NBA guarded about future

BILL HARRIS -- Toronto Sun

, Last Updated: 8:54 AM ET

The protracted NHL labour mess has emerged as a scary story that NBA players and owners tell each other late at night. Gary Bettman is Dracula. Bob Goodenow is Frankenstein.

And no matter who evokes this cautionary tale in darkened NBA bedrooms, the moral always is the same:

"Beware, lest we suffer the same fate!"

When NBA commissioner David Stern yesterday held his annual state-of-the-league media conference during all-star weekend, he was joined at the podium in Denver by National Basketball Players' Association executive-director Billy Hunter.

No, they did not announce that a new collective bargaining agreement between the NBA and its players has been reached. But Stern and Hunter expressed genuine horror at the goings-on in hockey, and both vowed to do their best to avoid any such shenanigans.

"It's the opening prayer at each of our meetings," Stern said. "We are pretty well revealed to each other, even if we are not that revealed to the public, and I think that's really what, in a way, didn't happen in hockey."

Added Hunter: "We're trying to eliminate the posturing and get to the nitty-gritty."

The NBA's current CBA runs out at the end of June. While Stern acknowledged he may be combining reality with hope, yesterday he went so far as to say he thinks there will be a new deal by the end of the season.

The NBA went through a seven-month lockout in late 1998 and early 1999 before an agreement was reached. A 50-game regular season followed.

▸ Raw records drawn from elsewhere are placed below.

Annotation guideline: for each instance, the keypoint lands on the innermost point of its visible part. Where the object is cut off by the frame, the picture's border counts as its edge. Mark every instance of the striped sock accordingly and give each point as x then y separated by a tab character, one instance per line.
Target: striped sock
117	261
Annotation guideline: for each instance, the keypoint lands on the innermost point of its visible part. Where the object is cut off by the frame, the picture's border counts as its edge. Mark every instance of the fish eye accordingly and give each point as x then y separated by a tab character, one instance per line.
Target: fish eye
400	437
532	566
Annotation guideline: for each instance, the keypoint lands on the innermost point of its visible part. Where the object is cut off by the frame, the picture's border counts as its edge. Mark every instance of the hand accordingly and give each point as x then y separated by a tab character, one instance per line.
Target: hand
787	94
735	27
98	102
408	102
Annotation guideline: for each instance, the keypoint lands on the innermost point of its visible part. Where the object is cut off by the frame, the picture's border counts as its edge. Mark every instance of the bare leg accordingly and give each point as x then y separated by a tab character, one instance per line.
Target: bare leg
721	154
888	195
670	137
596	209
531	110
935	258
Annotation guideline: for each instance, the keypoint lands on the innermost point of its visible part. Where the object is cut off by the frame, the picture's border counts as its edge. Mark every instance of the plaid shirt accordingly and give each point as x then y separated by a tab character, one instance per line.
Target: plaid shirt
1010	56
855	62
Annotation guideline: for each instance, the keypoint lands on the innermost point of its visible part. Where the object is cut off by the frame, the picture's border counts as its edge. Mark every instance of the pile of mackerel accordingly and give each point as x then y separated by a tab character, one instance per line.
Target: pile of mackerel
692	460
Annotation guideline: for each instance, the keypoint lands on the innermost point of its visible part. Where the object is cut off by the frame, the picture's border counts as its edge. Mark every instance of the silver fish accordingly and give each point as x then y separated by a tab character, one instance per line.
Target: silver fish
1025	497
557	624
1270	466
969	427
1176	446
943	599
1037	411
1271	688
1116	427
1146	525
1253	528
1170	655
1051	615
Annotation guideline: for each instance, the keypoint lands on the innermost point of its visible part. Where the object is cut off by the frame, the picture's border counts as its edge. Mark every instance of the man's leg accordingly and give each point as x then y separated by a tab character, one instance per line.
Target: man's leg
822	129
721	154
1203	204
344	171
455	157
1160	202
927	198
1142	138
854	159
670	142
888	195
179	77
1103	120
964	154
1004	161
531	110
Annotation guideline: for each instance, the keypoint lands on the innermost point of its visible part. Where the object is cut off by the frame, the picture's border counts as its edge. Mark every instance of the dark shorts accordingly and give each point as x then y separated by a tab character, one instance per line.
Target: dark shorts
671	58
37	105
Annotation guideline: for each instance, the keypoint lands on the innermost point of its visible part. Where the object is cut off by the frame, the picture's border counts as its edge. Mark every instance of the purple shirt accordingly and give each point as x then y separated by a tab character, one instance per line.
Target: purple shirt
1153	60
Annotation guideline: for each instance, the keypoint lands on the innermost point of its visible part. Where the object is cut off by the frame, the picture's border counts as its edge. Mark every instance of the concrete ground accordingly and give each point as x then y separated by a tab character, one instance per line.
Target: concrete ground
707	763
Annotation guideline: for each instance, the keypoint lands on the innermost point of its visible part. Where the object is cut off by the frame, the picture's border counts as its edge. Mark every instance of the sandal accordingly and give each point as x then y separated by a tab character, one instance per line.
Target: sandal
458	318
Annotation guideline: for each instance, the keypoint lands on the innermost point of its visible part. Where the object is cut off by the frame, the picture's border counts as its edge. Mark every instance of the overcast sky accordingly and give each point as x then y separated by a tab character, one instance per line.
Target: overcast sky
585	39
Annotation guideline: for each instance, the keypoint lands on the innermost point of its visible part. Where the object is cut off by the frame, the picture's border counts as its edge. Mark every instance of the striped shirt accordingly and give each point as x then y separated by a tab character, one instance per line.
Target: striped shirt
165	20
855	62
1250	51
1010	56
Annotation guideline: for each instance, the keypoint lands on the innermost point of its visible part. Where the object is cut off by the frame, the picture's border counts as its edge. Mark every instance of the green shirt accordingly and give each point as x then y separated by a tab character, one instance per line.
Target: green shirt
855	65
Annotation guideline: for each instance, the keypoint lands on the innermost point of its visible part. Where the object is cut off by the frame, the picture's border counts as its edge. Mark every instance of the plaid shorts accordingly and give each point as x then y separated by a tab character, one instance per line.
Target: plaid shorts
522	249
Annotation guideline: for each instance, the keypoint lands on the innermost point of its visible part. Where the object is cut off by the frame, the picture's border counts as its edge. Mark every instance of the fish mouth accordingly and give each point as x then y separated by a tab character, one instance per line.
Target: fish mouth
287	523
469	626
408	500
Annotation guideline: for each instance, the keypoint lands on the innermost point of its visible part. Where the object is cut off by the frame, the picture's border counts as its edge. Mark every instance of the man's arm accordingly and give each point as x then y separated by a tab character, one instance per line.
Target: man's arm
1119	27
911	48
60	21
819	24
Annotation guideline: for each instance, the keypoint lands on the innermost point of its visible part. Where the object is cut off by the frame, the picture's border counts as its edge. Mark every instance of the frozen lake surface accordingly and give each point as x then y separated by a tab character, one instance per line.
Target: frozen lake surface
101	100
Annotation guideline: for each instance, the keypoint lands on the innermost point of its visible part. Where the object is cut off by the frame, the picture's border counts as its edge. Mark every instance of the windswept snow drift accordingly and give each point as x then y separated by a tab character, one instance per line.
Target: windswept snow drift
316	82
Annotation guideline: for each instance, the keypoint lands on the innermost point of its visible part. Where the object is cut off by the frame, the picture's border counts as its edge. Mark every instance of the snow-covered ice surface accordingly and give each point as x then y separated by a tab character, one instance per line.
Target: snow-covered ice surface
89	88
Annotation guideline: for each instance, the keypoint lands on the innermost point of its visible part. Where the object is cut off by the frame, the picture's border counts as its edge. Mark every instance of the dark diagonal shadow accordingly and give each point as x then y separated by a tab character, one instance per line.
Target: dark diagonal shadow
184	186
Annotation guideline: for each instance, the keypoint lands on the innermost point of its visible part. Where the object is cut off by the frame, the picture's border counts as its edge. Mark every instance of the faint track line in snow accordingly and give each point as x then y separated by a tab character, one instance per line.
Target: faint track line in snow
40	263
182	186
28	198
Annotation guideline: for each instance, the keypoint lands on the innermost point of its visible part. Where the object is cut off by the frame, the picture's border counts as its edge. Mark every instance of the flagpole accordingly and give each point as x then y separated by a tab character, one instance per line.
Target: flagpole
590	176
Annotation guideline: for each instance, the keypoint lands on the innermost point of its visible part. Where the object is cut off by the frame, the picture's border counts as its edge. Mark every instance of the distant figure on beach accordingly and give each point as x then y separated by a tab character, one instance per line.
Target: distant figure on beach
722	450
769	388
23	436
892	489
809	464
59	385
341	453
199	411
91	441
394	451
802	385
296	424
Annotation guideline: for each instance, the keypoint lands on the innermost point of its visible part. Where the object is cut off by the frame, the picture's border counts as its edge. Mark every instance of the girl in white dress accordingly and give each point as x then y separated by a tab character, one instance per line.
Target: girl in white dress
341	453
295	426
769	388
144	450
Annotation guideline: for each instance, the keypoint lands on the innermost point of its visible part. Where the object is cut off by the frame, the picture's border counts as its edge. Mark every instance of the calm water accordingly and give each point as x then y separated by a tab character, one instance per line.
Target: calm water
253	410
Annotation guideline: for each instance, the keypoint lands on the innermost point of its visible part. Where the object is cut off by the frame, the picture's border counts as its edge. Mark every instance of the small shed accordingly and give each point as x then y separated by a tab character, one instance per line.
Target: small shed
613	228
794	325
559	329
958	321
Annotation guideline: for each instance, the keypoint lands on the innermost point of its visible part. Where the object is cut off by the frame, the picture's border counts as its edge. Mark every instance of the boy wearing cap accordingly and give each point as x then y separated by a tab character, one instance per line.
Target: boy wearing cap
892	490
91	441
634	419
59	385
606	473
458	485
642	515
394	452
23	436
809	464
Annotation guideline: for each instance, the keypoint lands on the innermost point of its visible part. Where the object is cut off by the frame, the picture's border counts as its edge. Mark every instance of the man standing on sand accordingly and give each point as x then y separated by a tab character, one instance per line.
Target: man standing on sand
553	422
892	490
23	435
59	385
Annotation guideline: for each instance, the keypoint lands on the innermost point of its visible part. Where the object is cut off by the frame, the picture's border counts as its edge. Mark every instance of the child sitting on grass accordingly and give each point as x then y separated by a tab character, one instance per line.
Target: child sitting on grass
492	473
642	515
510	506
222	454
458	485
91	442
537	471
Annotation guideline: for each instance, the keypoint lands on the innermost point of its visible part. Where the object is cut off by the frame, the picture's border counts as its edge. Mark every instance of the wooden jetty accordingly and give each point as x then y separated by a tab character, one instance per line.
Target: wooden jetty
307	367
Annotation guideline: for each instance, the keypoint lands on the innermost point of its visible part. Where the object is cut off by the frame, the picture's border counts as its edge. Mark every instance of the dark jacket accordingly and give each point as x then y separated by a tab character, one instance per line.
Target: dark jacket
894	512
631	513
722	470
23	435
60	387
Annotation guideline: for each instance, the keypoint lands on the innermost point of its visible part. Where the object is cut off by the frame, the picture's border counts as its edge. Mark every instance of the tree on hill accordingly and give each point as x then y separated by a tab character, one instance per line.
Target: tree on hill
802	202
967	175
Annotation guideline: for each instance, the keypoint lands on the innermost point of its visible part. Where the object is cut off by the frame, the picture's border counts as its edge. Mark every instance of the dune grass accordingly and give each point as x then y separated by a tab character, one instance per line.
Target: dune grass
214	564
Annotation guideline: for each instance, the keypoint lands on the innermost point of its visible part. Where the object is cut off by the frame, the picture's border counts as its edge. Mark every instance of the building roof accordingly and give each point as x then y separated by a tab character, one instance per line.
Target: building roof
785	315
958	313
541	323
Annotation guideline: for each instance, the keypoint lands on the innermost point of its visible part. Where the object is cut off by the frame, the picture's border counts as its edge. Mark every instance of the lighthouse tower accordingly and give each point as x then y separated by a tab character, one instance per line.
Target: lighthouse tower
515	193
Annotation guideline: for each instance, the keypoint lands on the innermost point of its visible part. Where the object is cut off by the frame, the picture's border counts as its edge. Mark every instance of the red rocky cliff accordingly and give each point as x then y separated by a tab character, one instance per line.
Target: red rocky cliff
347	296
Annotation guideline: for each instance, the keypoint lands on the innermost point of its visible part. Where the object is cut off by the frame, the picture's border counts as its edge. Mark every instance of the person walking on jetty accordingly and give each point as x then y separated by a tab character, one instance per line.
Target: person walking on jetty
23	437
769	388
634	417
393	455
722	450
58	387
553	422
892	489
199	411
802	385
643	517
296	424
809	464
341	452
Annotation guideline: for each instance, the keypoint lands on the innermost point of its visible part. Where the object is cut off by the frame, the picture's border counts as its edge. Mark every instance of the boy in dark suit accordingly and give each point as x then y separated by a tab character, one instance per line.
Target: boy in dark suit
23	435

"It has taken us a few years to recover from the last lockout, and I would hate to think how people would react this time around on the heels of what's happening in ice hockey," Hunter said. "I'm also always mindful of the fact the NBA is perceived as a black product, so I have to be sensitive of that. All that goes into the equation when I'm trying to negotiate a deal."

A group of about 15 players and owners -- including Raptors part-owner Larry Tanenbaum -- held a low-key meeting in Denver earlier in the day.

Yesterday morning, also in Denver, the players' association held its own meeting. Raptors rookie Matt Bonner, who is the team's union representative, was among those in attendance.

"We're fairly optimistic about things," Bonner said. "That was the general tone."

NBA owners are looking for a reduction in the maximum length of player contracts and an age minimum of 20 years for entry in the league (Stern remains convinced an age limit could be upheld legally). The union wants to see reductions in the escrow and luxury taxes that are designed to slow down salary increases for players.

"Everything is an economic issue, and I mean that sincerely," said Stern, stating a great truth.

Among the other items addressed yesterday:

- Stern said that while NBA revenues are up overall, operationally the league loses money and half the teams are in the red. However, in terms of those individual teams, Stern said he understands the difference between voluntary expenses and involuntary expenses.

- While Stern is not overly concerned that steroids -- the plague of baseball -- are a major problem in basketball, it would be "prudent" for the NBA to "eliminate that even as a question." How to achieve that will be up for discussion in collective bargaining.

- No major rule changes, or possibly no changes at all, are expected for next season.

All things considered, Stern described the state of the NBA as "pretty good." Not great, not horrible, but "pretty good."

Both Stern and Hunter realize, however, that the slope from pretty good to pretty bad is as slippery as a hockey rink.